If that is not enough, the account of the peaceful uprising in the city of Oaxaca in Mexico – the “Oaxaca Commune” – by Richard Roman and Edur Velasco Arregui deserves to be on everyone’s bookshelf. The article by Emilia Castorina on Argentina six years after its uprising, while not in the same league, is very useful. So too are G.M. Tamás on Eastern Europe, Kim Moody on US immigrant workers’ struggles and Sabah Alnasseri on Iraq.

For more than a decade Chile has been the toast of those who claim letting the market loose can create economic growth and prosperity in Latin America.

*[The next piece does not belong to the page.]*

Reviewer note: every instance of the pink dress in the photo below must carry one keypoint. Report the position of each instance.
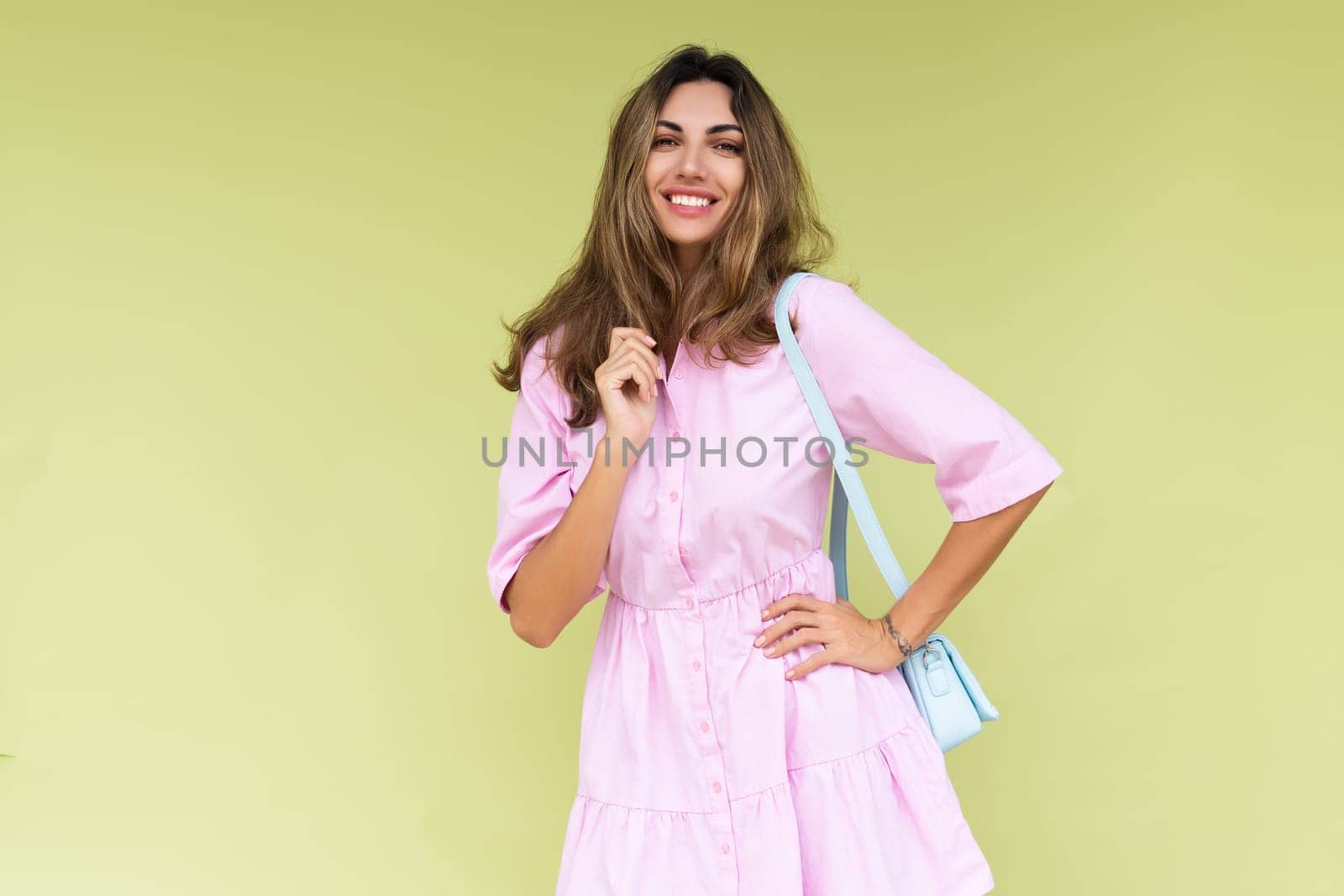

The September–October issue of New Left Review (which did not arrive until November) contains a valuable piece by Manuel Riesco, Is Pinochet Dead?, which takes a serious look at economic and political developments in the country, including the school students’ protests and workers’ strikes of the past 18 months www.newleftreview.org/?page=article&view=2685.

The most interesting article in last summer’s issue of New Politics was an analysis by Sam Farber of current developments in Cuba, including an unpublicised protest by some of its leading intellectuals www.wpunj.edu/newpol/issue43/Farber43.htm (also in Spanish: www.wpunj.edu/newpol/issue43/FarberSp43.htm).

Two issues ago we tried to unpick New Labour’s economic record over the past ten years and point to likely problems ahead. If the November issue of the Cambridge Journal of Economics had come out a few months earlier it would have saved us a lot of research. It contains in-depth analyses of the record by a range of Keynesian and left economists, including Ken Coates, Andrew Glyn, Bob Rowthorn, Malcolm Sawyer and Frank Wilkinson. Themes covered include not only general economic policy, but also the patterns of unemployment, the real reasons so many people are on invalidity benefits and the scale of poverty. Unfortunately, most of our readers won’t get a chance to see this journal, since online access is restricted to subscribers, but it should be available in most university libraries.

Work, Organisation, Labour and Globalisation is a new journal edited by Ursula Huws and published by Merlin Press at £14.95. The second issue contains more than a dozen articles analysing the degree to which firms and the workforces they employ have been fragmented or concentrated by international economic and technological changes in recent years. It is a valuable resource for anyone interested in what is really happening to the working class.

The Marxist Internet Archive now contains a growing number of pieces from the first series of International Socialism, starting nearly half a century ago. Five full issues from the early 1960s (issues 4, 10, 12, 13 and 19) are now online (www.marxists.org/history/etol/newspape/isj/). Apart from the major articles, there is an amazing array of book reviewers (Michael Kidron, Nigel Harris, Tony Cliff, Alasdair MacIntyre, Ken Coates, Sam Farber, Ray Challinor, Hilary Rose, Barry Hindness, John Palmer and Peter Sedgwick, as well as people such as Ian Birchall and Colin Barker who still write for us) – and they all managed to do their reviews in about a fifth of the word count that our present reviewers do!

Another treat in the archive is the classic Marxist study of the 1930s slump, The Decline of American Capitalism, by Lewis Corey (aka Fraina): www.marxists.org/archive/corey/1934/decline/index.html.